Abstract #13

# 13
Collaborating with co-authors: Writing, presenting, and publishing.
D. M. Barbano*1, 1Cornell University, Ithaca, NY.

Organization, planning, and inclusive communication among co-authors are the keys to success. Collaboration in writing, presenting, and publishing will flow a bit differently for review papers versus research papers, but the basic principles are the same. In both cases, the co-authors need to agree on the target journal and who will be the corresponding author. For review papers, each co-author is normally responsible for a section(s) and the lead author will do the integration. For original research papers, the sequence is a bit different. The manuscript development and planning has to start with clear and measurable objectives, an experimental design, and a plan for statistical analysis of the data. This should be done before you do the research. In writing, start with a title page, an introduction section with only the last sentence(s) written (i.e., the objectives of the research), and descriptive first-level and second-level section titles for the remainder of the paper. Step 1: Write the materials and methods in complete detail (best if this is done while doing the research). Step 2: Analyze data and make final form data tables and figures with all statistical analysis included. Have all co-authors agree on the main messages from each table and figure. You are not ready to start writing the results and discussion section until step 2 is complete. This is the step where people waste too much time writing before the data (and co-authors) are ready for them to write. Step 3: Write your story about your data (don’t worry about the literature yet). Have all co-authors review and provide input before going to step 4. Step 4: Next, bring in appropriate discussion of literature citations to compare with your story. Some previous work may agree and some may differ. Provide a balanced perspective. Step 5: Write a short conclusion about your results, not the literature. Stick to facts that are statistically significant. Have all co-authors review and revise. Step 6: Write the introduction including only background references that are necessary to understand the topic and to logically lead the reader to your objective statement that was written earlier. Step 7: Write the abstract with the objective(s), a brief experimental approach, and then add the conclusions that match step 5.

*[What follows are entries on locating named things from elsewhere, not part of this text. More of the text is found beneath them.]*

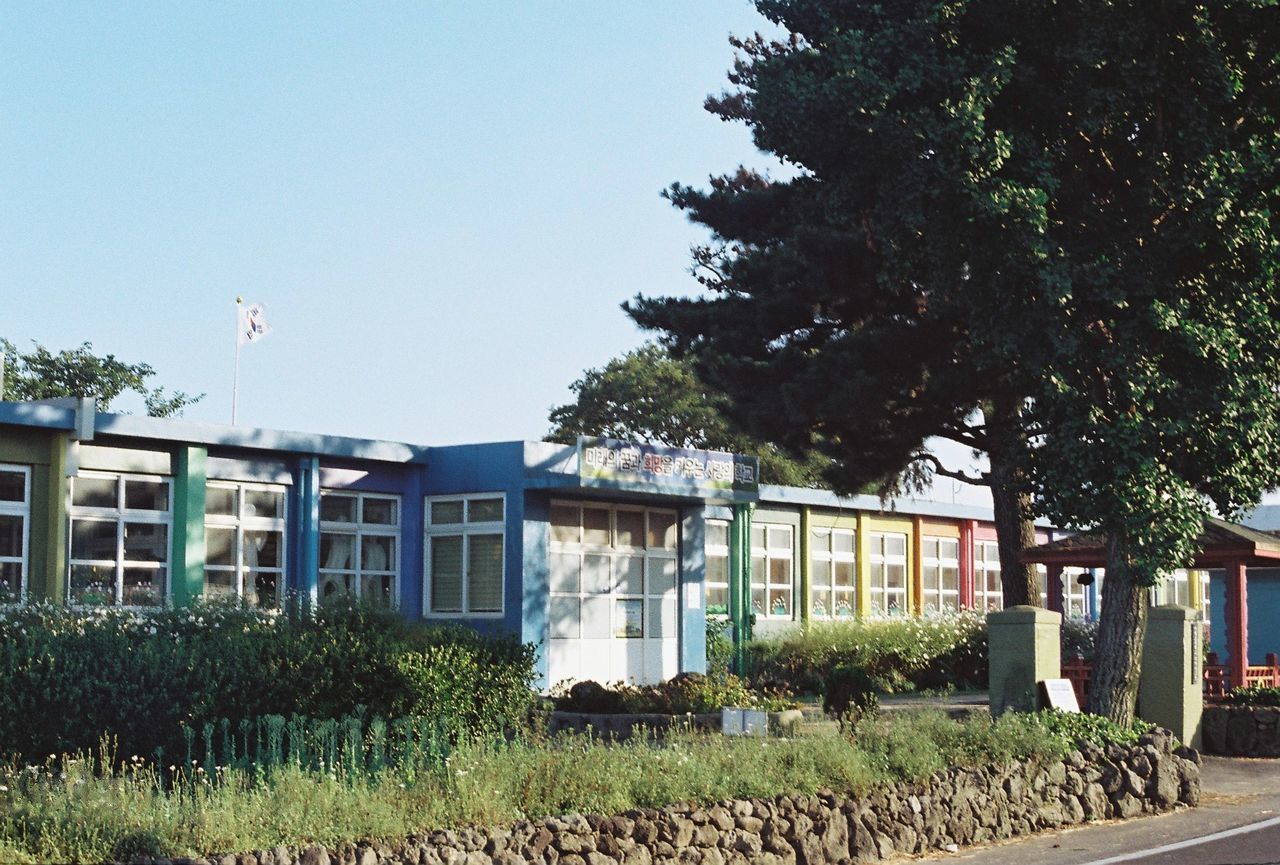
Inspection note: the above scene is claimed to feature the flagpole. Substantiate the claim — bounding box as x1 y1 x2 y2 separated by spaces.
232 296 244 426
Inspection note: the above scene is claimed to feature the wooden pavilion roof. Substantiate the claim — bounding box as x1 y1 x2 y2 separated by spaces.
1023 517 1280 568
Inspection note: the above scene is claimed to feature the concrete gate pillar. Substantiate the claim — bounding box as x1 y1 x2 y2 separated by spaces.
1138 604 1204 749
987 607 1062 718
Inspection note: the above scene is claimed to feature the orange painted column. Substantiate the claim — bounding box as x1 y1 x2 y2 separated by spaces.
1224 560 1249 687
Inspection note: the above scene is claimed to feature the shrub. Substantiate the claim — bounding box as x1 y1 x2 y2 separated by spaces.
0 593 534 758
749 613 987 694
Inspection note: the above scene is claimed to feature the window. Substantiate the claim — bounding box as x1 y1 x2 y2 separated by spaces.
422 494 506 615
0 466 31 604
920 535 960 613
869 531 908 615
809 528 858 618
705 520 728 615
204 481 284 609
549 502 680 642
751 523 795 619
68 472 173 607
319 490 399 605
973 541 1005 613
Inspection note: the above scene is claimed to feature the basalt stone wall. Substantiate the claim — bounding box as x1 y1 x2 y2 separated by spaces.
1201 706 1280 756
157 733 1199 865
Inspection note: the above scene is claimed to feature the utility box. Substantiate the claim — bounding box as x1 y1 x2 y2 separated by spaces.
1138 604 1204 750
987 607 1062 718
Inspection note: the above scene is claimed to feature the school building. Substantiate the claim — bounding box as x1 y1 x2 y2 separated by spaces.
0 399 1210 687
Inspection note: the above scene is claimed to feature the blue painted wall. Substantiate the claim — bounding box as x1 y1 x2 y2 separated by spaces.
1208 568 1280 664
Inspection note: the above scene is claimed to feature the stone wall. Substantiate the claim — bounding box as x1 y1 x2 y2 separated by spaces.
165 733 1199 865
1201 706 1280 756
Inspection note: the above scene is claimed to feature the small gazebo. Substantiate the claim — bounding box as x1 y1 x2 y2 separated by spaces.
1023 518 1280 688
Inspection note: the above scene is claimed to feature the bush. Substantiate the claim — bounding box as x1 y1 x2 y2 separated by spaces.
0 604 534 758
749 613 987 694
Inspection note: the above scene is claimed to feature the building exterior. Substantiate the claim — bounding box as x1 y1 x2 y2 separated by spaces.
0 401 1208 687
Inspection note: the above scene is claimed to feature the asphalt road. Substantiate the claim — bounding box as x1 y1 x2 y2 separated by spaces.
924 758 1280 865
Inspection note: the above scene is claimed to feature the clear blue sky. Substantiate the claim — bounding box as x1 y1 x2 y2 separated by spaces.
0 0 771 444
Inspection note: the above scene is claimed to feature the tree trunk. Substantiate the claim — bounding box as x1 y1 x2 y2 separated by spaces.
984 398 1041 607
1088 535 1147 724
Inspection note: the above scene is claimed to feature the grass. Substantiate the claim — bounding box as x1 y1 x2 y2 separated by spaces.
0 713 1068 864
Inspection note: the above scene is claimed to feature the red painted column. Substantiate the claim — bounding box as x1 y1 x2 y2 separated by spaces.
1224 560 1249 687
1046 564 1062 613
960 520 974 609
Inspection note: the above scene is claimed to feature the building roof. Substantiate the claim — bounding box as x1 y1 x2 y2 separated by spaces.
1023 517 1280 568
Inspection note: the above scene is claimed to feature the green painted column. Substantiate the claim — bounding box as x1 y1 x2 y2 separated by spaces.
169 445 209 605
795 507 808 624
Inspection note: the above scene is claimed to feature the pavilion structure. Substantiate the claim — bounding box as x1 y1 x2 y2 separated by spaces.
1023 518 1280 690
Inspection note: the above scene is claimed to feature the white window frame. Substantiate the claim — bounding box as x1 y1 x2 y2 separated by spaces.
809 526 858 621
316 489 404 608
973 540 1005 614
201 479 289 609
920 535 960 615
0 463 31 604
867 531 911 618
749 522 800 622
65 471 173 609
422 493 507 619
703 520 732 618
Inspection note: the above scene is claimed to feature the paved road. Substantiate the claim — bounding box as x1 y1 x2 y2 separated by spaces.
924 758 1280 865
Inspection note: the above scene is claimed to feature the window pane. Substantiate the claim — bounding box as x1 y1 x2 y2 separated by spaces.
124 522 169 562
431 537 462 613
72 520 115 560
431 502 462 526
618 511 644 546
320 531 356 571
582 555 609 595
707 522 728 546
649 512 676 550
582 508 609 546
618 555 644 595
0 562 22 604
364 496 399 526
244 531 284 571
124 568 165 607
360 535 396 571
205 526 236 567
124 481 169 512
467 499 502 522
72 477 119 511
552 504 580 544
550 553 582 595
0 514 22 557
205 568 236 600
205 486 237 517
320 493 356 522
467 535 502 613
244 488 284 520
0 470 27 502
70 564 115 607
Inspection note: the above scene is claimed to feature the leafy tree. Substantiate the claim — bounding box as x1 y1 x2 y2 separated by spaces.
547 343 826 486
628 0 1280 722
0 339 204 417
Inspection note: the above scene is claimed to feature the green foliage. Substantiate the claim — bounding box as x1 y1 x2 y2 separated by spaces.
0 338 204 417
1226 685 1280 706
748 613 987 694
0 604 534 756
547 343 826 486
0 715 1066 862
553 673 794 715
1033 709 1156 747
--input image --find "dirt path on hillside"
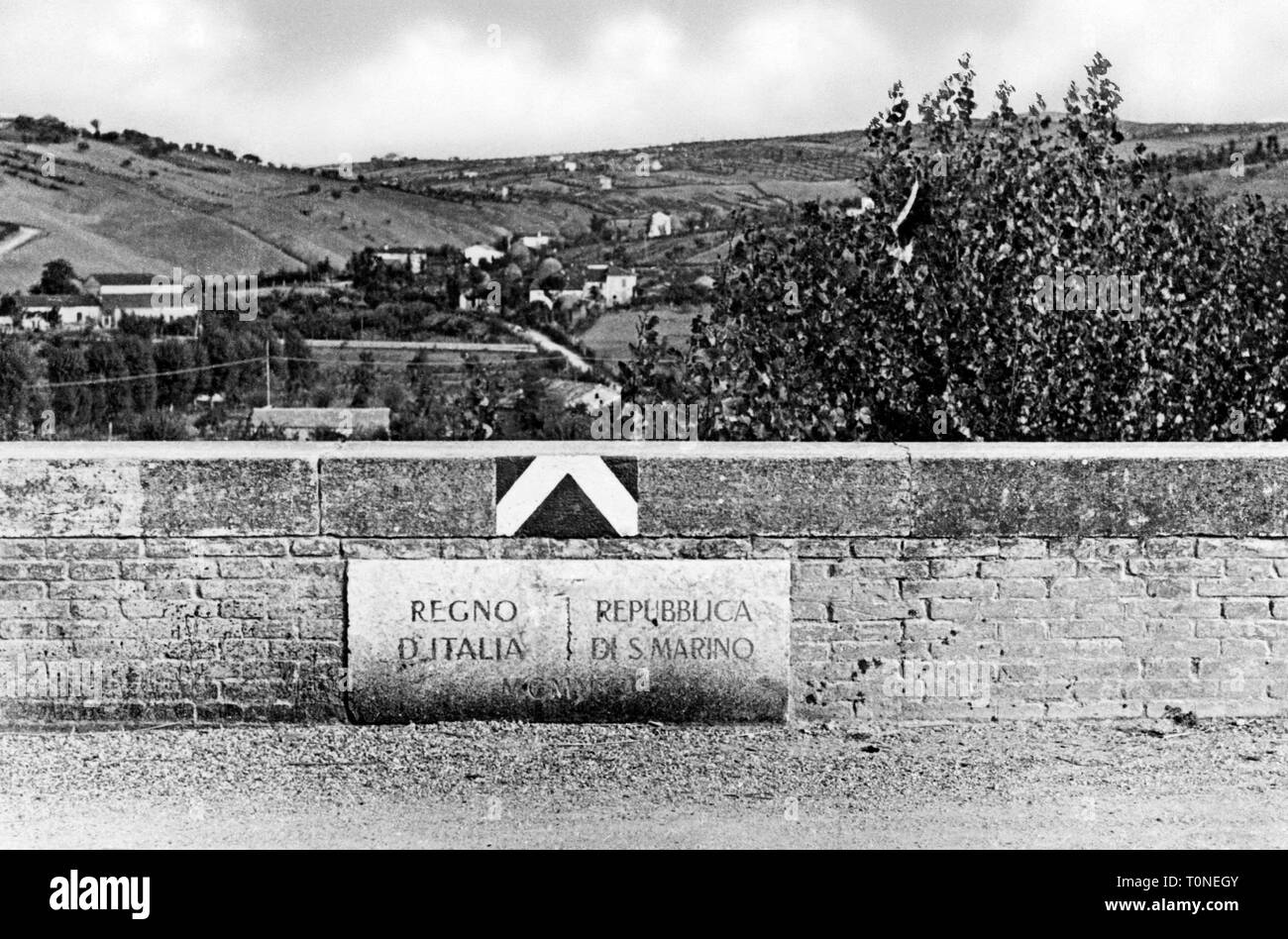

Key Words: writing, publishing, presenting

Speaker Bio
David Barbano is a professor in the Department of Food Science. Dave received his BS in biology/food science in 1970 at Cornell University and his MS/PhD in food science at Cornell (MS in 1973 and PhD in 1976). He joined the Department of Food Science as an assistant professor in 1980. In 1988, he became the director of the Northeast Dairy Foods Research Center. He is a member of ADSA, IFT, IDFA, AOACI, IAMFES, IDF, and New York State Association of Milk and Food Sanitarians. Dave is a past president of ADSA, and a fellow of ADSA and the Association of Official Analytical Chemists. Dave received the Harvey Wiley Award of AOAC in 2010. He is active on numerous International Dairy Federation committees for milk analysis.